Characterization and quantification of alcohol-related polyneuropathy by magnetic resonance neurography

Background We characterized and quantified peripheral nerve damage in alcohol-dependent patients (ADP) by magnetic resonance neurography (MRN) in correlation with clinical and electrophysiologic findings. Methods Thirty-one adult patients with a history of excessive alcohol consumption and age-/sex-matched healthy controls were prospectively examined. After detailed neurologic and electrophysiologic testing, the patient group was subdivided into ADP with alcohol-related polyneuropathy (ALN) and without ALN (Non-ALN). 3T MRN with anatomical coverage from the proximal thigh down to the tibiotalar joint was performed using dual-echo 2-dimensional relaxometry sequences with spectral fat saturation. Detailed quantification of nerve injury by morphometric (cross-sectional area [CSA]) and microstructural MRN markers (proton spin density [rho], apparent T2-relaxation-time [T2(app)]) was conducted in all study participants. Results MRN detected nerve damage in ADP with and without ALN. A proximal-to-distal gradient was identified for nerve T2-weighted (T2w)-signal and T2(app) in ADP, indicating a proximal predominance of nerve lesions.

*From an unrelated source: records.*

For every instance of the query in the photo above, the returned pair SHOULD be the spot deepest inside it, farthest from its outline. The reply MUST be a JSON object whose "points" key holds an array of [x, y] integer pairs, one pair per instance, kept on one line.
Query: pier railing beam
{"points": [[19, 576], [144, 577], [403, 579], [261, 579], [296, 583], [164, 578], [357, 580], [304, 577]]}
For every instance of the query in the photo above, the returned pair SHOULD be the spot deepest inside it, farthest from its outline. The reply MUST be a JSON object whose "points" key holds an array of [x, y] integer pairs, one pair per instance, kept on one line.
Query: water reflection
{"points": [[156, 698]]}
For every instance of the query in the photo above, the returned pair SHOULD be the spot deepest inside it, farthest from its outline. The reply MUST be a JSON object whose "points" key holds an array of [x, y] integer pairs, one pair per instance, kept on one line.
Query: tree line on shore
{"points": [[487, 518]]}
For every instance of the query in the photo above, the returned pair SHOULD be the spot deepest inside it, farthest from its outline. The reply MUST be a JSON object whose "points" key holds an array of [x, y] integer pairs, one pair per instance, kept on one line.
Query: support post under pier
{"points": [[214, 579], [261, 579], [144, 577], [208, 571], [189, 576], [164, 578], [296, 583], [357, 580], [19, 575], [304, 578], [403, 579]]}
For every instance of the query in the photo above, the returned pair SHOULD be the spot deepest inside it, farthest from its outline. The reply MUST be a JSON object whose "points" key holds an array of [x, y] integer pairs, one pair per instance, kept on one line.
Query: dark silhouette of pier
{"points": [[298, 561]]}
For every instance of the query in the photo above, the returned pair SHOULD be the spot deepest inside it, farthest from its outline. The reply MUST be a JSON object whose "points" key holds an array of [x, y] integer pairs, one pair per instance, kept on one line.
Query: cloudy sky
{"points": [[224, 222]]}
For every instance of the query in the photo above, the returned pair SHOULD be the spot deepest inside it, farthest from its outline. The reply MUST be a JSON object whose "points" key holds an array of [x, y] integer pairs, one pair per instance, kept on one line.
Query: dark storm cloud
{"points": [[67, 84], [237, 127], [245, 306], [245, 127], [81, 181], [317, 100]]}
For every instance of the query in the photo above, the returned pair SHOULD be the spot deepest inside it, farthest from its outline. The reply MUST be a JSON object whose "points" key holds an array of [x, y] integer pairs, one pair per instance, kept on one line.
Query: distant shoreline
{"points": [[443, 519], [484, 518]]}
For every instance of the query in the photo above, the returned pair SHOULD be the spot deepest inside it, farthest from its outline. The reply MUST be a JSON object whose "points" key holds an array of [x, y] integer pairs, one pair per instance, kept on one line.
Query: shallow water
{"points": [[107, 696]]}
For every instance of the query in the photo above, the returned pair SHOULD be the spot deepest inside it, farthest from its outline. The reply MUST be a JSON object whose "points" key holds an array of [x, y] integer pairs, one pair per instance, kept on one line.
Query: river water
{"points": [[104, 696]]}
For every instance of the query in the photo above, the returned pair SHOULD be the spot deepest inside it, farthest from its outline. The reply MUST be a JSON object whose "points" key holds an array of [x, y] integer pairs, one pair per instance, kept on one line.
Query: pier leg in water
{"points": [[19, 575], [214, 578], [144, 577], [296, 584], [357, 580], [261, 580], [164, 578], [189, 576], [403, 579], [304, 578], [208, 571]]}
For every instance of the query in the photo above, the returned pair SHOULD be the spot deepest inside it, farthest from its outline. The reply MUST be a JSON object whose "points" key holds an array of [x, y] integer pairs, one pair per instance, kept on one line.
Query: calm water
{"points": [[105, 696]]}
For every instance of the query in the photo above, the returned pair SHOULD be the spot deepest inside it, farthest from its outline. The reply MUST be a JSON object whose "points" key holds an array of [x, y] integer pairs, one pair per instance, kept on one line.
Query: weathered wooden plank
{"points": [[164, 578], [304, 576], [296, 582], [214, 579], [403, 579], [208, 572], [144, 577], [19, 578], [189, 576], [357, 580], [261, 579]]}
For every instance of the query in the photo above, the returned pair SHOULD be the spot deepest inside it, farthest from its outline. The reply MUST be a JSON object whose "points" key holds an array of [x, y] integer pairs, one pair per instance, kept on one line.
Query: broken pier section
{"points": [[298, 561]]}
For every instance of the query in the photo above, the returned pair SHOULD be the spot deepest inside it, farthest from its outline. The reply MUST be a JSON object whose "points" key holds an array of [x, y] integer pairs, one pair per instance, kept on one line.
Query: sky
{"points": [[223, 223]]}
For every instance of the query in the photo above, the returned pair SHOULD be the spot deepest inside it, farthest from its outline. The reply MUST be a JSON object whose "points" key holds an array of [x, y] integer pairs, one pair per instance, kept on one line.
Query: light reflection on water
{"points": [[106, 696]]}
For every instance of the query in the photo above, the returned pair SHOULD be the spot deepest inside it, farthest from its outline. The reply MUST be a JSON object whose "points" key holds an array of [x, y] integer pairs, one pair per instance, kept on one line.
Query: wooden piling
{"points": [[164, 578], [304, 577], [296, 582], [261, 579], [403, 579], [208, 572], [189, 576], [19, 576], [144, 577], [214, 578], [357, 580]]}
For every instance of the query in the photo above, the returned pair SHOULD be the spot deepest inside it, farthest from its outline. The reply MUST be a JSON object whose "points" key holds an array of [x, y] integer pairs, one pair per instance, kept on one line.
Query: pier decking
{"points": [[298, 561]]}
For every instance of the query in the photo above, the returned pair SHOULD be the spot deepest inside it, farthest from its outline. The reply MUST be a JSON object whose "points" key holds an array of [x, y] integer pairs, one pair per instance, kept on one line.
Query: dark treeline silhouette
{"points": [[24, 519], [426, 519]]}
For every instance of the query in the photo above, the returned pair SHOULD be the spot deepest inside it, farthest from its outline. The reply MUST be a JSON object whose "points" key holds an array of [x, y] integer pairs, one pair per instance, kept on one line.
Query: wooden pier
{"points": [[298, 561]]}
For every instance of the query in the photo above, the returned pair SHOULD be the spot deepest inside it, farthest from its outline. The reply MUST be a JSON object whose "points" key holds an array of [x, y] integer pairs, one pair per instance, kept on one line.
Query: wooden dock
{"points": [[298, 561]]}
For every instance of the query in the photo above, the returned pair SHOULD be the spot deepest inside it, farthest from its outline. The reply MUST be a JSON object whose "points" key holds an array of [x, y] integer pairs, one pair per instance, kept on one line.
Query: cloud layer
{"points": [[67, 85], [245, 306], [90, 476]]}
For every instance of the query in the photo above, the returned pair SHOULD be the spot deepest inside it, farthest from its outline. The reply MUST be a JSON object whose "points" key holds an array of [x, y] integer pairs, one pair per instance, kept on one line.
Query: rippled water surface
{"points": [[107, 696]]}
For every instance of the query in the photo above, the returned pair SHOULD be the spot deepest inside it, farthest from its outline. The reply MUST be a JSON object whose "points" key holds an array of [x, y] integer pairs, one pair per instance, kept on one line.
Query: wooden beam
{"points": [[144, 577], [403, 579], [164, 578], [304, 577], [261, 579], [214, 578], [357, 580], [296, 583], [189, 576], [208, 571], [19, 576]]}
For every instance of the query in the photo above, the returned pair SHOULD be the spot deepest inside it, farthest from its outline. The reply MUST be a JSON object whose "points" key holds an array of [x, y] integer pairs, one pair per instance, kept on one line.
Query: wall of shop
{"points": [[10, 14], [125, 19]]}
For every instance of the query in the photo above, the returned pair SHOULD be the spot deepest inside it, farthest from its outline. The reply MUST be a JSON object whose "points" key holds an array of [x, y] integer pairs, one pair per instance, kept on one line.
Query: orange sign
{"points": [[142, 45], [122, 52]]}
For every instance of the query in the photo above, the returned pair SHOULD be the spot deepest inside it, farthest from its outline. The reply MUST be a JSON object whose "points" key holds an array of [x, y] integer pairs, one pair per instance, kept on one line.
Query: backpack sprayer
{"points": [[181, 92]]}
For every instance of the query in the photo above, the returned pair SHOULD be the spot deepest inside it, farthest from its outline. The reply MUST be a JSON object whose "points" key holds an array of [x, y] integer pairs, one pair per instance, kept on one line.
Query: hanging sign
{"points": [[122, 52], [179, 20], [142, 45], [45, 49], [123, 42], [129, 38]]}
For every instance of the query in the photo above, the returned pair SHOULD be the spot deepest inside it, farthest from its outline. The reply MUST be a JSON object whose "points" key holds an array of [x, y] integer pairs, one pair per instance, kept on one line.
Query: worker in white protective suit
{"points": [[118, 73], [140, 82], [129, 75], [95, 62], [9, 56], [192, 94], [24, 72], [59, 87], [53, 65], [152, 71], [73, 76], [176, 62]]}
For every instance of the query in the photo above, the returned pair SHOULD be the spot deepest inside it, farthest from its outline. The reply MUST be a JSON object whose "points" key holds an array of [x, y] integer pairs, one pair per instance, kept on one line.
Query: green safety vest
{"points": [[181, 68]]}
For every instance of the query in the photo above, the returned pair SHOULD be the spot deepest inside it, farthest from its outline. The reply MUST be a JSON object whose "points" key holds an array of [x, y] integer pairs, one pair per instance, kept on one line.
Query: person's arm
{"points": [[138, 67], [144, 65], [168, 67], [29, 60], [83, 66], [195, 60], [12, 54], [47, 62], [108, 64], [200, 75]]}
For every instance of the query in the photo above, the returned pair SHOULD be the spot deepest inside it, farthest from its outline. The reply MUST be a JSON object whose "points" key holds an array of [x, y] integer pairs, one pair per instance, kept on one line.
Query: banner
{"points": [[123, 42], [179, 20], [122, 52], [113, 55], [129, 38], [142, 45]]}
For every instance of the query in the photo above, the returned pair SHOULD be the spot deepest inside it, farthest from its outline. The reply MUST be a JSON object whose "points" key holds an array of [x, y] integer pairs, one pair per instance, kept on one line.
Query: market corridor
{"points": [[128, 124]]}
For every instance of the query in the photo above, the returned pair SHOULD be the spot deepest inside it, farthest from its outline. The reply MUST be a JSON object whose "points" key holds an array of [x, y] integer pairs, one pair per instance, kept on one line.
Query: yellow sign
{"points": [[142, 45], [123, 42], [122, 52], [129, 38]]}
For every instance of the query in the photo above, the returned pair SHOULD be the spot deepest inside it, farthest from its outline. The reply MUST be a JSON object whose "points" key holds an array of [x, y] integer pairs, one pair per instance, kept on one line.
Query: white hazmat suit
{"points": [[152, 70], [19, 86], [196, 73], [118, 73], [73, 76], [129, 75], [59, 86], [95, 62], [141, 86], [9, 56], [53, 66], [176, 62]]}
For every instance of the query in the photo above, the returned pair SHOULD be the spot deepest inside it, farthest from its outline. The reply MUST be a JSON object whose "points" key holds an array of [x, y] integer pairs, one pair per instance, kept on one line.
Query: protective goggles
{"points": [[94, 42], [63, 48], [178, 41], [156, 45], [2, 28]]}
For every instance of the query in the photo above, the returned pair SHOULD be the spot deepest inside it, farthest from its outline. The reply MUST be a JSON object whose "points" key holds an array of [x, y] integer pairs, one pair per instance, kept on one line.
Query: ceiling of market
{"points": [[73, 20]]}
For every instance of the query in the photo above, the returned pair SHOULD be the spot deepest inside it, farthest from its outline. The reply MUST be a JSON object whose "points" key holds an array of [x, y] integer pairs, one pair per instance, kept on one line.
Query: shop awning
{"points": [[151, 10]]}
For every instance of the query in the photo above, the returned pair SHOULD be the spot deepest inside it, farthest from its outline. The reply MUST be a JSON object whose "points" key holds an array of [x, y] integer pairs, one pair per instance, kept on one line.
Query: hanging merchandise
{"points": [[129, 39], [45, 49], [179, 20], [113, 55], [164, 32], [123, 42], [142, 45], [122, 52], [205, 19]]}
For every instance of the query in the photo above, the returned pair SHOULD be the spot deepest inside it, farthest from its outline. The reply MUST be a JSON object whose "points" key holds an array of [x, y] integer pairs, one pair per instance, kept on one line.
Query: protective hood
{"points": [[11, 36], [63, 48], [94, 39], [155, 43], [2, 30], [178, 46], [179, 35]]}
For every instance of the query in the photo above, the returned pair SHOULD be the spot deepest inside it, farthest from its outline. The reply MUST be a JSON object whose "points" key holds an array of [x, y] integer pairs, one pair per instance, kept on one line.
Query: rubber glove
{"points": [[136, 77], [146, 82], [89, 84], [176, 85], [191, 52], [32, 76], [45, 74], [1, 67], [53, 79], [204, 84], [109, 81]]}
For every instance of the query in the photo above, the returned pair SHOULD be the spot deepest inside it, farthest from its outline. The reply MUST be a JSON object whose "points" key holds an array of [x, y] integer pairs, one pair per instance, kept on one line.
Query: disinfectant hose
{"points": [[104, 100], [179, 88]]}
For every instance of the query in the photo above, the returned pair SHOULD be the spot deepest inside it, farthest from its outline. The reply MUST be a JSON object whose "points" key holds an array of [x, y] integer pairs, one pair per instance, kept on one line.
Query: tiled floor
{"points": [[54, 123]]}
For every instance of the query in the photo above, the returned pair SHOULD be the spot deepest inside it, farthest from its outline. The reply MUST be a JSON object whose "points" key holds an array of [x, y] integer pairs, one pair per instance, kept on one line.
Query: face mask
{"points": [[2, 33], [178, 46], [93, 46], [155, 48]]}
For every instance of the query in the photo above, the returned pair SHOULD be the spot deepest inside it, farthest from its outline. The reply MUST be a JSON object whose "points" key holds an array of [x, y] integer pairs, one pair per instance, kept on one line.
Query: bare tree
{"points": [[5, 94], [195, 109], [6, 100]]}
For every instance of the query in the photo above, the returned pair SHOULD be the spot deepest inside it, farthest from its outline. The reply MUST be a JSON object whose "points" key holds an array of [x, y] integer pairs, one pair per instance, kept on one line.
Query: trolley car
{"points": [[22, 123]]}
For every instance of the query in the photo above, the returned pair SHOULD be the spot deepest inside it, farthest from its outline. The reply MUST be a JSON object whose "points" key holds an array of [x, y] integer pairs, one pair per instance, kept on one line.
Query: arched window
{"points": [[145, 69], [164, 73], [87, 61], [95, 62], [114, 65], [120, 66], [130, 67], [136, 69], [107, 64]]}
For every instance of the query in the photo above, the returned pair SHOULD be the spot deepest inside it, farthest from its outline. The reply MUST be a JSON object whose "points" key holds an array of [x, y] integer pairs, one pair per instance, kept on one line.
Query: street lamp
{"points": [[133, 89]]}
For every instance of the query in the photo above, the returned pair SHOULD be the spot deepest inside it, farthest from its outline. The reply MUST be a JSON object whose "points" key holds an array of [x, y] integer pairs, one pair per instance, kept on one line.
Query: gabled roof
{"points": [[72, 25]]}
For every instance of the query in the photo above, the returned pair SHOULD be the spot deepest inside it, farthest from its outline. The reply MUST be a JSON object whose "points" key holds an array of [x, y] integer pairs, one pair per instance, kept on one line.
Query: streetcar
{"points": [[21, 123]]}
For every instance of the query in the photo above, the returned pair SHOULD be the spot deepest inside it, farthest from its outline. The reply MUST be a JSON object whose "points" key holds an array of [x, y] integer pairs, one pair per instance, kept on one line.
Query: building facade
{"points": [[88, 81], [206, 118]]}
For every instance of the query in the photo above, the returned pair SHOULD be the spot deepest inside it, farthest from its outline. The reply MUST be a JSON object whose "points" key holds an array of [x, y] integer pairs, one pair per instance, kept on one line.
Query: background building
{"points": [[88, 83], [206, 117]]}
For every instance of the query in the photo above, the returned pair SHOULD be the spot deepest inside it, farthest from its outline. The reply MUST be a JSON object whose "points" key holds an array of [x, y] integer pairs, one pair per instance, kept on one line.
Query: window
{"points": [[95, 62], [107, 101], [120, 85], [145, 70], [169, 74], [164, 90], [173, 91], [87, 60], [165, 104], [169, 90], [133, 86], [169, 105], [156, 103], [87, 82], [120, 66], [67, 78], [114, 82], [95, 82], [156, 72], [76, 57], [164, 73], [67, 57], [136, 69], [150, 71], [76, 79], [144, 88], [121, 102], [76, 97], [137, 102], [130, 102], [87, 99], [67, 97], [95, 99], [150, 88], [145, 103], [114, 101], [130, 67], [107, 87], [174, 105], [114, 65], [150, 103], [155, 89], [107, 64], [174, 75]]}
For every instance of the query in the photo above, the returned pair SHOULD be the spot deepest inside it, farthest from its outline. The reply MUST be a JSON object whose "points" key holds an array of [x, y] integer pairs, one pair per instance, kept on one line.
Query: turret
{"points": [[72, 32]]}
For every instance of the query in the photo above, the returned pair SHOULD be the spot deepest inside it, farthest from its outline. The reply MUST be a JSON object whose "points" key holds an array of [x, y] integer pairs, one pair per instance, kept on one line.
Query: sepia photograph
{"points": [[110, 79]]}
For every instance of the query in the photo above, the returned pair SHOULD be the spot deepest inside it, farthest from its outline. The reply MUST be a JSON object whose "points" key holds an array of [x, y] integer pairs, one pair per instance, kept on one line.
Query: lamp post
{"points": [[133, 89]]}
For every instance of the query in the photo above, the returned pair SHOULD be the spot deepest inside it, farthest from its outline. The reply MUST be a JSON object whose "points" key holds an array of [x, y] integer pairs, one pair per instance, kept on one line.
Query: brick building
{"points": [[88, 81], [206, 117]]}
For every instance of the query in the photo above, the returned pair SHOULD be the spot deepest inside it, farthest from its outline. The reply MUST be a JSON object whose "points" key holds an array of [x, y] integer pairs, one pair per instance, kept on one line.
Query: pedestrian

While all MRN markers differentiated significantly between ADP and controls, microstructural markers were able to additionally differentiate between subgroups: tibial nerve rho at thigh level was increased in ALN (p < 0.0001) and in Non-ALN (p = 0.0052) versus controls, and T2(app) was higher in ALN versus controls (p < 0.0001) and also in ALN versus Non-ALN (p = 0.0214). T2w-signal and CSA were only higher in ALN versus controls. Conclusions MRN detects and quantifies peripheral nerve damage in ADP in vivo even in the absence of clinically overt ALN. Microstructural markers (T2(app), rho) are most suitable for differentiating between ADP with and without manifest ALN, and may help to elucidate the underlying pathomechanism in ALN.